Data supporting the use of awECG in the paediatric population are, however, scarce and limited to the evaluation of lead I [14], [15]. No studies have to date evaluated the use of smartwatch for the detection of prolongation of heart rate-corrected QT interval (QTc) in children and adolescents with congenital LQTS. This study tested the hypothesis that awECG enables the detection of prolongation of QTc interval in paediatric patients with congenital LQTS. The aims of the present study are 1) to validate the reproducibility and accuracy of using awECG compared with standard ECG (sECG) for the measurement of QTc interval, 2) to ascertain the use of awECG to assess abnormal T wave morphologies, and 3) to assess the use of awECG to detect prolongation of QTc interval in children and adolescents with congenital LQTS.
2. Methods
2.1. Subjects
This prospective study enrolled children and adolescents followed up at the paediatric cardiac arrhythmia clinic at the Hong Kong Children’s Hospital between April and October 2022 for congenital LQTS and other types of cardiac arrhythmias.
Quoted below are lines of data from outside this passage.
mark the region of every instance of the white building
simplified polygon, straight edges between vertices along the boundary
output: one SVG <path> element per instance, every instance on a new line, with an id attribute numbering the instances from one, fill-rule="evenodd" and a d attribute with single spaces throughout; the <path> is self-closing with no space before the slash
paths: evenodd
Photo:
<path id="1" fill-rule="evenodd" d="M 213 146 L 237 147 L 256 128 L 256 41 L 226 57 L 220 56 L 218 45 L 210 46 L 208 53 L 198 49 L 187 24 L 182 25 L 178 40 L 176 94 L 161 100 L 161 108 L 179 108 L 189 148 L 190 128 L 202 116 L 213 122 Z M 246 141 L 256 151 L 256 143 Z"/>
Congenital LQTS in our patients was diagnosed based on documented pathogenic mutation, signification prolongation of QTc interval, or the Schwartz score [16]. Exclusion criteria included i) the presence of severe dysmelia or amelia of the upper extremities, ii) the absence of sinus or atrial rhythm at the time of study, iii) the presence of ventricular bigeminy, and iv) the presence of widened QRS complexes due to preexcitation or bundle branch block. The following data were collected: demographic data, primary cardiac diagnosis, type of cardiac arrhythmia, genotype, and current medications. The body weight and height of all patients were measured. The study was approved by Institutional Review Board of the Hong Kong Children’s Hospital, Hong Kong, China. All parents of minors and patients aged 18 or above gave written informed consent and patients aged less than 18 years provided additional assent to the study.
2.2. Acquisition of ECG
All ECGs were acquired from patients after a resting period of at least five minutes. The procedure of ECG acquisition was explained to all patients and parents of minors. Standard 12-lead ECG was performed first using the ECG machine with a paper speed of 25 mm/s. Ten-second tracings of leads I, II, and V5 were obtained and scanned for measurement of QTc interval. This was followed immediately by awECG recordings using the Apple Watch Series 7 (Apple Inc, Cupertino, CA, USA) to obtain 30-second tracings of lead I (watch on left wrist), II (watch on left lower abdomen), and V5 (watch over the fifth intercostal space at the anterior axillary line) (Fig. 1 upper panel). The recorded awECG tracings were stored digitally in anonymized portable document format using the health application on an iPhone 13 and sent via email to the desktop computer for measurement of the QTc interval. For sECG or awECG tracings with suboptimal qualities, the recordings were repeated and the ones with the least interference were used for analysis.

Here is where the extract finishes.